The first case of Monkey Malaria occurred in the spring of 1965, when a CIA spy entered the jungles of Malaysia pretending to be a surveyor with the U.S. army.
While the spy, known as B.W., didn't accomplish much of note he did contract the first known case of monkey malaria.
Upon landing in the United State a Maryland hospital confirmed a diagnosis of Plasmodium knowlesi, a form of malaria previously thought to only infect macaques.
Five decades after B.W. came down with the disease, thousands of P. knowlesi cases have now been reported across Southeast Asia, in every country except Laos. In Malaysia, where the vast majority of cases have occurred, the monkey parasite is now the leading cause of human malaria, accounting for 66 per cent of the country’s 3,923 malaria cases last year, according to government statistics.
Scientists no longer relegate the disease to monkeys, labeling it the “fifth human malaria.”
“It’s surprising how little we do know about P. knowlesi,” stated Jonathan Cox, with the London School of Tropical Medicine and Hygiene. Cox is leading a project that is examining the disease’s emergence. “I don’t think it’s going to cause a pandemic or anything. But we don’t know enough about the risk factors to know exactly what we’re dealing with yet.”
Malaria is caused by the Plasmodium parasite and passed from human to human by mosquito bites. Every year nearly 200 million people in developing countries contract the disease and it kills an estimated 584,000, making it among the most deadly in the world.
Yet there are actually more than 150 species of malaria parasites, but each generally preferrs a specific host. Some like mice, other prefer snakes while still others only infect penguins. Prior to P. knowlesi coming along just four species were known to infect humans.
Scientists have long known that P. knowlesi could infect both monkeys and humans, as for a time patients with neurosyphillis were infected with the parasites as a form of treatment. Yet nobody thought that P. knowlesi infections were happening outside the lab.
Investigations at the time of the first case concluded it was a freak occurrence.
“The 1965 case was probably considered a curiosity,” said Dr. Christopher Plowe, a malaria expert at the University of Maryland. “We had no clue P. knowlesi was significant to human health.”
The husband and wife team of Balbir Singh and Janet Cox-Singh, malaria researchers who moved to Malaysian Borneo, made a startling discovery.
When investigating cases of P. malariae, a rarer and usually milder form of malaria, they found something odd.
Patients were getting really sick and sometimes dying which was highly unusual for P. malariae, which is usually a milder form of the deisease. The Singh team traveled by boat up the Rajang river to where cases were clustering and brought some blood samples back to their lab.
Using brand-new gene sequencing technology, they quickly realized why these cases were so abnormal. They weren’t P. malariae. They were P. knowlesi.
“Initially, we thought it was just one or two cases,” said Singh. “But what we found out was that virtually everything that’s been identified as P. malariae has been P. knowlesi.”
The two malarias look so similar under the microscope that its possible P. malariae hasn't been in Malaysia for some time and instead its been P. knowlesi.
The big question now becomes understanding how P. knowlesi is being transmitted.

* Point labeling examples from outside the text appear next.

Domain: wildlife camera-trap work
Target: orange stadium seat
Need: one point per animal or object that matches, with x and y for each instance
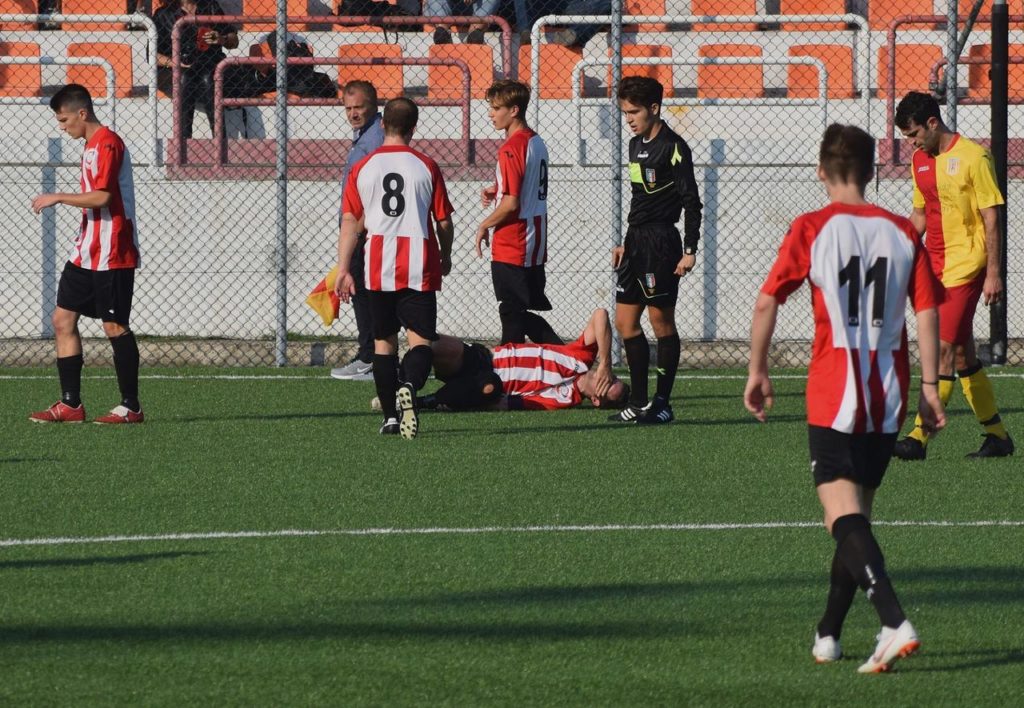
(660, 73)
(19, 79)
(17, 7)
(93, 7)
(386, 78)
(913, 65)
(812, 7)
(802, 80)
(725, 7)
(94, 78)
(882, 12)
(730, 81)
(556, 69)
(445, 82)
(980, 83)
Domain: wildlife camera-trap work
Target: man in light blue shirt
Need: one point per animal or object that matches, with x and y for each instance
(360, 110)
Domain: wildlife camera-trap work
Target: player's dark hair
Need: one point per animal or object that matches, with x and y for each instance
(508, 93)
(400, 116)
(916, 107)
(641, 90)
(847, 154)
(358, 85)
(72, 97)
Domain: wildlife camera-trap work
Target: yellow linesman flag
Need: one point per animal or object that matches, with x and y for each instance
(324, 300)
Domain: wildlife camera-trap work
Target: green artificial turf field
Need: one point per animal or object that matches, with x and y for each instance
(508, 558)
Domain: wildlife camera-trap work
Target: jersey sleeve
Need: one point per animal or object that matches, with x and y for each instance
(792, 265)
(110, 155)
(986, 189)
(925, 290)
(441, 206)
(686, 185)
(351, 203)
(513, 167)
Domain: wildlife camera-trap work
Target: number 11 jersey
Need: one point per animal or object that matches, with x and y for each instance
(396, 190)
(862, 262)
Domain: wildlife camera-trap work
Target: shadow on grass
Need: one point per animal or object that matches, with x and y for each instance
(99, 559)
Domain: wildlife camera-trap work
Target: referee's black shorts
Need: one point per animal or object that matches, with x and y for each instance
(646, 273)
(102, 295)
(518, 288)
(414, 309)
(860, 457)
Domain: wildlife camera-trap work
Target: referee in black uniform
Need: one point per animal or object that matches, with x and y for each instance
(653, 256)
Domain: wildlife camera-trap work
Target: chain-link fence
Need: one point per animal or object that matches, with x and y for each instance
(751, 84)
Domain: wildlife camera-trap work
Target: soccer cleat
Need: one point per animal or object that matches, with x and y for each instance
(354, 371)
(994, 447)
(825, 650)
(893, 644)
(120, 416)
(628, 414)
(59, 413)
(657, 412)
(909, 449)
(409, 421)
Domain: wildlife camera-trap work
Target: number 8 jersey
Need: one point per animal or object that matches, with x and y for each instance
(396, 190)
(862, 262)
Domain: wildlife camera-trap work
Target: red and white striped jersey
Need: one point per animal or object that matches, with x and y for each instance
(107, 238)
(544, 376)
(396, 190)
(862, 263)
(522, 172)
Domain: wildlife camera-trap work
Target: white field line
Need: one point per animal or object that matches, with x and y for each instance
(473, 531)
(322, 377)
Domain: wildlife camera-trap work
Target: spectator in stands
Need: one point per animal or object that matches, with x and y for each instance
(360, 110)
(480, 8)
(202, 49)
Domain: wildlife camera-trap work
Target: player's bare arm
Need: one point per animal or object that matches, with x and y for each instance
(97, 199)
(344, 286)
(759, 394)
(445, 238)
(508, 207)
(991, 291)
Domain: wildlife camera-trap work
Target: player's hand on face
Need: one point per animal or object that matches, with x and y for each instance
(685, 264)
(759, 396)
(991, 291)
(344, 286)
(42, 202)
(482, 239)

Researchers still think that it is sporadically jumping from monkey to human but that raises an interesting, and deadly, possibility: Will it evolve to start spreading human-to-human?
Scientists still have a lot to learn about the new parasite, with a recent study revealing that humans are actually being infected by two subtypes of the parasite.
That brings up another interesting question: What would happen if mosquitoes were simultaneously infected by both P. knowlesi subtypes?
“Potentially you could get hybridization,” said Dr. Cox. “And that might change how pathogenic this parasite is.”